Nigerian telenovela “Wura” tells a gay love story and gets it right.
By Mike Daemon
The episodic TV series “Wura” is considered the first original long-running Showmax series.
It centers on the life of Wura Amoo-Adeleke, a perfect wife, mother of two, and the ruthless CEO of the fictional Frontline Gold Mine, who is desperate to maintain her relevance in the gold mining industry.
It stars Scarlet Gomez, Yomi Fash Lanso, Carol King, Ray Adeka, Iremide Adeoye, Ego Iheanacho, Martha Ehinome, Lanre Adediwura, Oluwaseyi Akinsola, Ropo Ewenla, Miracle Gabriel, and Tersy Akpata.
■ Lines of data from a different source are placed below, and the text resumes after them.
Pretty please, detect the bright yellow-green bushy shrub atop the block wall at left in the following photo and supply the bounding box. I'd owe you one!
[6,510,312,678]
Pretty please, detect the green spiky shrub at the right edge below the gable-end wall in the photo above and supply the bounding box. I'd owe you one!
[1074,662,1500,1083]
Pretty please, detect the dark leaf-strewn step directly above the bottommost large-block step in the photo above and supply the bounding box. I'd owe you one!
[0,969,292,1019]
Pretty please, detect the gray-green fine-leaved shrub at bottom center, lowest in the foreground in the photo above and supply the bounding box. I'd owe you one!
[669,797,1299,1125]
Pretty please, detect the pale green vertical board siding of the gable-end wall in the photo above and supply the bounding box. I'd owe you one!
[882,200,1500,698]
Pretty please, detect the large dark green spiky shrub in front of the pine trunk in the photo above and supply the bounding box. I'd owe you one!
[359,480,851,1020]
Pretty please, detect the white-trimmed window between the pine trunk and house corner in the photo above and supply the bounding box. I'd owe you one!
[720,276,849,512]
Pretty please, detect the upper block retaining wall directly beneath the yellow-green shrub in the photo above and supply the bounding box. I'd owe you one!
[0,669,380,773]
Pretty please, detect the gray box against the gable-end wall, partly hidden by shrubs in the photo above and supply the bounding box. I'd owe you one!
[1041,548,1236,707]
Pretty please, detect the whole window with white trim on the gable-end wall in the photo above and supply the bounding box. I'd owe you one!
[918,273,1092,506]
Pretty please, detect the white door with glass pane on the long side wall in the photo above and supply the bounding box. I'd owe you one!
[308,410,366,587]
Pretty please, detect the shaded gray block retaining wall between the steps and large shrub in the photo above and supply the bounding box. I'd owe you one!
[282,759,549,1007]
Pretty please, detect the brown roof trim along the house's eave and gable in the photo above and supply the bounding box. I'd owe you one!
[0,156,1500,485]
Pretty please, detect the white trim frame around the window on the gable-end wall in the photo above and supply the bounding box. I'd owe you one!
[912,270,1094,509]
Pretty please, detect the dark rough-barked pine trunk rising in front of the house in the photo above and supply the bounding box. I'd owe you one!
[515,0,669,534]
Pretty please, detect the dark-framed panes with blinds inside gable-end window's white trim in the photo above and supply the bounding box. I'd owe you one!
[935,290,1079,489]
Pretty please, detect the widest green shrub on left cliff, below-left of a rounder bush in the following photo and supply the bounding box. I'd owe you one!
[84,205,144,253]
The Nollywood series has many people talking, especially those in the LGBT community who have praised the film’s portrayal of gay characters on screen.
In contrast with most Nollywood films, which often portray LGBT characters in a stereotypical and negative manner, “Wura” does a fantastic job delivering a more believable, positive, and realistic portrayal of same-sex romantic relationships.
The series accurately depicts the ruinous effects of homophobia and the experiences of gay people who often struggle to accept their own sexual orientation.
Parts of the series capture this reality through the story of Wura’s closeted gay son Lolu (Iremide Adeoye), who struggles to maintain a secret romantic relationship with Femi (Oluwaseyi Akinsola), a young gay man, while at the same time dating a girl that his family so desperately wants him to marry.
However, the show has shortcomings, in particular what seems like a deliberate attempt by the producers to avoid showing any form of physical romantic gestures such as kissing or touch between the two characters.
People may choose to excuse this flaw because homosexual activity is still a crime in Nigeria, so the lack of gay romantic contact may be the producer’s way of avoiding getting sanctioned by the government.
Overall, ‘Wura” is a good show for all kinds of families, gay or heterosexual ,and it’s highly recommended to anyone who wants to watch something that recognizes and validates diversity.
“Wura” can be streamed on Showmax, which is available in Botswana, Ghana, Kenya, Mauritius, Namibia, Nigeria, South Africa, Tanzania, Uganda and Zambia.